Hurma zeytini de bul bulabilirsen Ahmet Yazıcıoğlu
Bayılırım hurma zeytine. Tabiatın, dünya üzerinde yalnızca Karaburun yarımadasına bahşettiği gerçek bir mucizedir hurma zeytin. Eşsizdir, tamamen doğaldır. "Kösedereli Karadayı" bakın onu nasıl anlatıyor? Zeytinim var, adı hurma, "Hurma nedir?" diye sorma. Tanrımdan bize hediye, Dalından topla da ye. Hurma zeytin onun adı, Hiçbir şeyde yoktur tadı! Karaburun ile köyleri Kösedere, Eğlenhoca, İnecik, Ambarseki ve Saip'te, bir de Mordoğan, Urla ve Çeşme'de yetişen bu endemik ürünün, yeryüzünde eşi ve benzeri yoktur. Hurma zeytin verebilmesi için ağacın "Erkence" cinsi olması şarttır. Dalında etlenerek yağlanan zeytin tanesi, aşırı nemli olmayan körfez rüzgarını alıp da geceleri çiğde bir de ıslandı mı tamamdır. Tatlanıverir. Karaburun denizinin tuzu ile yarımadanın muhteşem havası gerçekleştirir bu mucizeyi. "Pahoma Oleae" adlı mantarın katkısından da söz edilir. Bu mantarın sporları, tanenin üstüne geldiklerinde, zeytini fermente ederlermiş. İddiaya göre tanelerdeki acılığa neden Oleupein maddesini parçalayarak, zeytini tatlandırırlarmış. Ancak mantar olayını kabul etmeyenler de var. Bu nedenle hurma zeytinin gizemi devam ediyor.
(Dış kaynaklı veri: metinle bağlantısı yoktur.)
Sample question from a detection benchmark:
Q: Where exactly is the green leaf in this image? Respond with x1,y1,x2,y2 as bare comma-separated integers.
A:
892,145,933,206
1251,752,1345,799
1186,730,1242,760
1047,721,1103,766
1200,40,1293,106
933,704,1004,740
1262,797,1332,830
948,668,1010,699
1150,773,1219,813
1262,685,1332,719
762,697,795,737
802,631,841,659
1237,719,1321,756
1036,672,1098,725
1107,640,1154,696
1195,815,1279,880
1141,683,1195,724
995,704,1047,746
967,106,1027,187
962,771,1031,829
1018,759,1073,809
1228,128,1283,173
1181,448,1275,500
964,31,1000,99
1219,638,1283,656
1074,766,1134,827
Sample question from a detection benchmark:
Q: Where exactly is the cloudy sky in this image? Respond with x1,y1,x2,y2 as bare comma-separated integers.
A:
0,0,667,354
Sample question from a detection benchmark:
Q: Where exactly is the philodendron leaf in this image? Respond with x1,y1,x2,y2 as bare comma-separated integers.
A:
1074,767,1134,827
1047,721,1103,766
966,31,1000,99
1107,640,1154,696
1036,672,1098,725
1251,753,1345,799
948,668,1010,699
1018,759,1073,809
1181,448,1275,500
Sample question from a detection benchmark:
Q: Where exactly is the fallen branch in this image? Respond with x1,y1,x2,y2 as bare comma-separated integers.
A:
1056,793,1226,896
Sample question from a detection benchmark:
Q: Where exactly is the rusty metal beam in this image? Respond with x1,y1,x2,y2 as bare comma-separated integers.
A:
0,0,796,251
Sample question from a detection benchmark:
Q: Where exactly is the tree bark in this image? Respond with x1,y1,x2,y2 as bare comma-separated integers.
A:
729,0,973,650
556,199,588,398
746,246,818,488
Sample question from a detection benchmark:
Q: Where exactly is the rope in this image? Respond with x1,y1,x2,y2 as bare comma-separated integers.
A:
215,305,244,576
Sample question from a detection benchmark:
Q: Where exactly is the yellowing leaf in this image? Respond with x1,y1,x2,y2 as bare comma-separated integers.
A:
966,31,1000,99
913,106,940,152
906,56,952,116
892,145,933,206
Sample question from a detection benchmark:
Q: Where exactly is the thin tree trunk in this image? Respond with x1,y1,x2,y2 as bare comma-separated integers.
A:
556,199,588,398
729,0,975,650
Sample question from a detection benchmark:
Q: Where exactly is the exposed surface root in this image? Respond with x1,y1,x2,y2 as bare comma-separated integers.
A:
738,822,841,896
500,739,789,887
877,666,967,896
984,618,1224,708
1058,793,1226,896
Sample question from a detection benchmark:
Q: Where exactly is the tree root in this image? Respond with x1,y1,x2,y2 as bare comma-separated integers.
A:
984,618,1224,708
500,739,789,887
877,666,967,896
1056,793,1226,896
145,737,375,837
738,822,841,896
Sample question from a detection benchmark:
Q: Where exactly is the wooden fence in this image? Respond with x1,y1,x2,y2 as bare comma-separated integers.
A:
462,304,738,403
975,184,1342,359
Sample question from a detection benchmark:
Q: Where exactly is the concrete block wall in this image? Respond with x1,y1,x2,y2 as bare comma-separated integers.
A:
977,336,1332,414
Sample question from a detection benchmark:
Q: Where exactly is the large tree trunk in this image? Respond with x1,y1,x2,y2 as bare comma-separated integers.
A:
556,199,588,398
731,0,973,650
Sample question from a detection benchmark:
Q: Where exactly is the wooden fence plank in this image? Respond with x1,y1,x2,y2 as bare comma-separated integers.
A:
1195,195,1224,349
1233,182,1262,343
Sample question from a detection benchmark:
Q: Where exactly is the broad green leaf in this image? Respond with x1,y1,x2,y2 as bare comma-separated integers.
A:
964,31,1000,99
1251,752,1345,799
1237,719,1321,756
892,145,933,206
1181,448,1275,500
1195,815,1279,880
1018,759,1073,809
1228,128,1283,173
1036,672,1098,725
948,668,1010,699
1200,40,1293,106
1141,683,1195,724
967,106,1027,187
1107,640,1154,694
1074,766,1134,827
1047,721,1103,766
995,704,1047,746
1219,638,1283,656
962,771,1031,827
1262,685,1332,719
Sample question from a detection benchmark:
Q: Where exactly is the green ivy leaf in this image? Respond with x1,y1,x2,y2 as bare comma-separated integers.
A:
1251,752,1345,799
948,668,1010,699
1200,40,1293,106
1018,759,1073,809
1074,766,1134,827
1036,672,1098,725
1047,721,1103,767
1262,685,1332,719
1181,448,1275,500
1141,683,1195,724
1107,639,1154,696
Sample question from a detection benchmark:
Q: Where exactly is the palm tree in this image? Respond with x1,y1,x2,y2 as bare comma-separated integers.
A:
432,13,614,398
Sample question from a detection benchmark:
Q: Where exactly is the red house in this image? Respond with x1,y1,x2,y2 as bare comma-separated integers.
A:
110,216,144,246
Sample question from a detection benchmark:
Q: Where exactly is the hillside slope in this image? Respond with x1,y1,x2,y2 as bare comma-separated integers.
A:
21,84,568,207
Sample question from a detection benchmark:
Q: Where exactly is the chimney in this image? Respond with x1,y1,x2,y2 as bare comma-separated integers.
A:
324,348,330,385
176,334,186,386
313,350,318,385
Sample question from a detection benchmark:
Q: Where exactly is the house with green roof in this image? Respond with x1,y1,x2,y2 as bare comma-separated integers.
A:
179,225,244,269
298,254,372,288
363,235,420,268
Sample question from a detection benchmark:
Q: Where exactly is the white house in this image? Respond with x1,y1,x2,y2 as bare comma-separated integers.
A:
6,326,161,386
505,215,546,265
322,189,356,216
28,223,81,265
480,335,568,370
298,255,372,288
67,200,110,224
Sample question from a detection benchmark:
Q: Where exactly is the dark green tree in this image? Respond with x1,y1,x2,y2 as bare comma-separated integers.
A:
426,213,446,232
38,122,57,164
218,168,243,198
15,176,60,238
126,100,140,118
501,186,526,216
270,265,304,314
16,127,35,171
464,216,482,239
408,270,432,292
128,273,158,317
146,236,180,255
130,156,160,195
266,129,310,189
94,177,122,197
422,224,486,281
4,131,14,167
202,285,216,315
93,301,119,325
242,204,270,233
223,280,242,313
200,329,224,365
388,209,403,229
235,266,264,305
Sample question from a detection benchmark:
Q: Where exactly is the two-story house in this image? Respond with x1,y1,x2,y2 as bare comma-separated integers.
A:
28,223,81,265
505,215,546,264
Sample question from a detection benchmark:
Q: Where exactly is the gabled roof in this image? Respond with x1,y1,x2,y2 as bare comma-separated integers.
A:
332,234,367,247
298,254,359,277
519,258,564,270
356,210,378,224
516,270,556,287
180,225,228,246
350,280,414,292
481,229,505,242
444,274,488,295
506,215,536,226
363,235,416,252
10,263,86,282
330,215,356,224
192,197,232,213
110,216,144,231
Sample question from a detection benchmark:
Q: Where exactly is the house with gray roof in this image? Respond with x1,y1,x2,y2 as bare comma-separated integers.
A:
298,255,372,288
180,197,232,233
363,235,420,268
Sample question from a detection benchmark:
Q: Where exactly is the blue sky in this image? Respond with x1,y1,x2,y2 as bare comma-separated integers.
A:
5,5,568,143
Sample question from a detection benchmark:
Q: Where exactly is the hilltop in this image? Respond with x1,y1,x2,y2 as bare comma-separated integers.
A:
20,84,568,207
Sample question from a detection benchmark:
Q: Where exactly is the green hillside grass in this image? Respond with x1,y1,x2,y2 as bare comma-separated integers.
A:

MUCİZE GIDA Hiçbir işlem görmeden dalında yenecek hale gelen hurma zeytini bir yiyen, başka zeytin yemek istemez. Benden size tavsiye; hurma zeytini yerken, ilkinin çekirdeğini ağzınızda birkaç dakika tutun, tadına ve lezzetine daha çok varacaksınız. Salamura edilmeden ağacında, dalında tatlanan hurma zeytin, ekolojik şartlarda oluştuğu için tamamen tuzsuz, asitsiz ve katkısızdır. Böbrek, tansiyon, kalp ve damar hastaları için birebirdir. Doğal antioksidandır. İnanmayacaksınız ama, Karaburun'da hurma zeytin bulamadık. Dönüşte Mordoğan'da hurma zeytin aradık. Bir yerde satılıyordu, o da eh yani, şöyle böyle işte. - Toptancılar, elimizdeki malın tamamını kilosu 15 liradan alıyorlar. İzmir'de 20-25 liradan ucuza hurma zeytin bulamazsınız. Zaten bu yıl ürün yok denecek kadar az! Şimdi de Karaburun'a gidişimizi anlatalım. Otoyolun Karaburun sapağından çıkıp da Yüksek Teknoloji Enstitüsü kavşağından sağa saptınız mı Gülbahçe'desiniz. Her taraf domates, salatalık, ayva, nar, limon, portakal. Hepsi de tazecik.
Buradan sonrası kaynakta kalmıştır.